1960s/2020 Wildwood/Partser Special Electric Parlor Guitar
When parts begin piling-up around the workshop they start nagging at me and I need to do something with them. This pile of parts turned into a happy little electric, though, and I'm pleased they nagged at me. I'd been needing a "Jake day" for a while, now, and spent the second half of my Tuesday putting this together.
Its heart is an '80s Lawrence acoustic guitar soundhole pickup. This is a humbucker but sounds vaguely like a Strat neck pickup shacked-up with an acoustic and wound-up with a jazz-pickup changeling come birthing-time.
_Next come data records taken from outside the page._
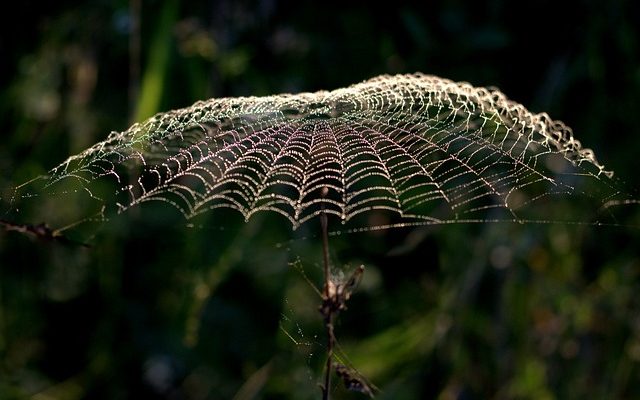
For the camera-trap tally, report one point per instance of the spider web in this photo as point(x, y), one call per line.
point(421, 148)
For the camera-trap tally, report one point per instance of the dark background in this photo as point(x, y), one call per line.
point(157, 309)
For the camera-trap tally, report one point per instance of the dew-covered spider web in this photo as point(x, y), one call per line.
point(419, 148)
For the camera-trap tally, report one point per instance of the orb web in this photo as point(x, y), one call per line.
point(422, 148)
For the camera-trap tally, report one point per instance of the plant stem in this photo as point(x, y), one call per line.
point(327, 311)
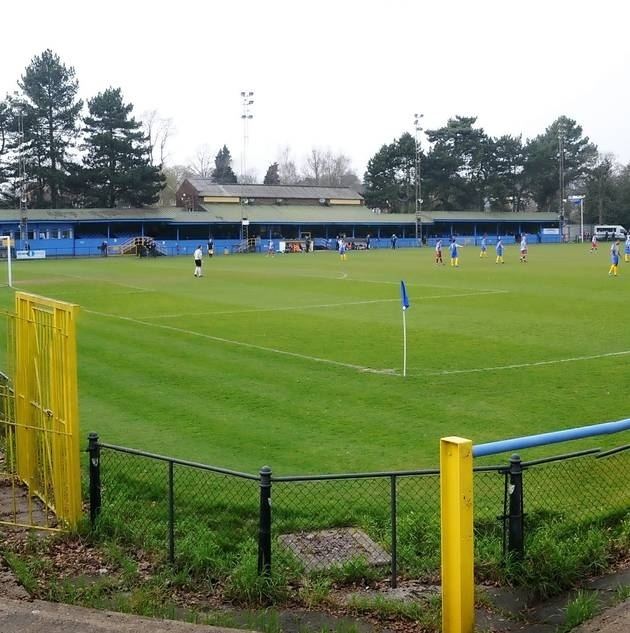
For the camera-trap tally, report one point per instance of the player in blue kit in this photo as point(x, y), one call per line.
point(614, 258)
point(499, 249)
point(484, 246)
point(438, 252)
point(453, 247)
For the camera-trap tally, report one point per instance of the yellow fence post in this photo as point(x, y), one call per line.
point(46, 394)
point(456, 495)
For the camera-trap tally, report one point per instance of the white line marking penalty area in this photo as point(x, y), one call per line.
point(218, 339)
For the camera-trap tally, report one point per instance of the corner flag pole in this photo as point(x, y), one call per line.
point(404, 300)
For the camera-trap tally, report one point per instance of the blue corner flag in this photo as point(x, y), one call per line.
point(404, 299)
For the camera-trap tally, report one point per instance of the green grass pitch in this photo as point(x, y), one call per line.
point(295, 361)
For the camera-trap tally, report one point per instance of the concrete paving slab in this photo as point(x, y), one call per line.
point(19, 616)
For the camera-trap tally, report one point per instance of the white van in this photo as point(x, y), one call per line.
point(609, 232)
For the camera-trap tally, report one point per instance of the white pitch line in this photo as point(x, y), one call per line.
point(541, 363)
point(107, 281)
point(261, 348)
point(313, 307)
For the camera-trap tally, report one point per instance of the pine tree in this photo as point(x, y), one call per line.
point(118, 169)
point(51, 112)
point(223, 173)
point(272, 177)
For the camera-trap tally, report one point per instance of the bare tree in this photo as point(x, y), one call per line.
point(286, 167)
point(329, 170)
point(249, 178)
point(158, 130)
point(314, 167)
point(202, 165)
point(175, 176)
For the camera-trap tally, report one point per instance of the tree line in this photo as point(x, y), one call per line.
point(57, 151)
point(463, 168)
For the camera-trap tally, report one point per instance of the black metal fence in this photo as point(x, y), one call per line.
point(192, 510)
It's lower-output like a Danelectro pickup so you've got to get your amp turned-up a little more, but boy is it sparkly-clean when you want to be clean and boy is it punchy and crunchy with a bit of drive. Of course I mounted it at the neck like a jazzer wannabe.
Next-up comes the Harmony-made Airline neck which is... basically a Harmony Rocket neck. I'd refretted this and stuck a bone nut on it previously and it's been crying-out for love.
The tailpiece/whammy is a genuine '60s or early '70s Gibson Maestro Vibrola and that is a lovely thing. Once your strings are stretched out they stay pretty well in-tune so long as you use them for Bigsby-like swells or surfy trills and don't go heavy on the dive-bombing.
Speaking of dive-bombing... the pickguard is from a Teisco headstock overlay (aluminum) and I've filled three of its tuner-post-holes with Douglas Dauntless dive-bomber spotter-card pictures. The last hole has the volume put and knob in it.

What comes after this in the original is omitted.